Масляков одернул плащ, провел ладонью по мокрой от пота шее и искоса посмотрел на Петровского, который шел рядом и внимательно смотрел под ноги, будто что-то хотел найти на ослизлом, забросанном листьями бульваре.

– Витька, а мы не гады? – спросил Шурик, икнул и провел языком по пересохшим губам. – Выпить бы.

– Перебьешься, – буркнул Петровский и достал папиросы.

Они прикуривали долго, изображали, что очень сложно прикурить на ветру, отворачивались и прикрывали огонек ладонями. Они могли стоять так час, кашляя и чертыхаясь, застегивая плащи и поднимая воротники, лишь бы быть чем-то занятыми, не смотреть друг другу в глаза, не думать о комнате, из которой ушли, о друге, оставшемся в этой комнате. Если хватит спичек, то можно прикуривать и час, можно расстегнуть на плаще все пуговицы и медленно их застегивать. Но помочь себе этим нельзя. Они подняли головы, одновременно встретились злыми взглядами, вздохнули и сели на ближайшую скамейку.

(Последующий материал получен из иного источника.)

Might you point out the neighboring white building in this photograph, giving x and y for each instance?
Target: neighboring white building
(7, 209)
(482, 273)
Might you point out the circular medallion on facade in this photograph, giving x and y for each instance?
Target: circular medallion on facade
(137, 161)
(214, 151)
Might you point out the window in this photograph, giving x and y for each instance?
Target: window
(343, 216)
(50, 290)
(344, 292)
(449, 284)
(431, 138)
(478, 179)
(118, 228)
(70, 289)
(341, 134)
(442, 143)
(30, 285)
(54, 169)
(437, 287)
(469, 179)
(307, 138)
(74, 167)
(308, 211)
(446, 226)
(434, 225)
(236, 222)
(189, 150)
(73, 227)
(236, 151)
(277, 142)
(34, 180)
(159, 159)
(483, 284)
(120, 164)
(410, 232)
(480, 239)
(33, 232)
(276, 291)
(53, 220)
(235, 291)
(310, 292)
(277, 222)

– Я гад, это точно, – задумчиво протянул Масляков. – Я за собой давно замечаю. С человеком несчастье случится, а у меня сразу мысль: слава богу, что не со мной. Я гоню ее, а она, как мышка, спрячется под пол, но скребет. Я ее шарахну, а она скребет.

– Заткнись, я про тебя еще и не то знаю, – сказал Петровский. – Ты у меня в отряде спирт воровал.

– А ты знал? – удивленно и радостно спросил Масляков.

– Конечно, знал. Заткнись.

Масляков с сожалением замолчал. Такой повод был поговорить о чем-нибудь постороннем, покаяться, посмеяться, вспомнить... А что вспомнить? Все то же, что вспоминалось десятки и сотни раз. Записывалось собственноручно, записывалось следователями, прокурорами и адвокатами.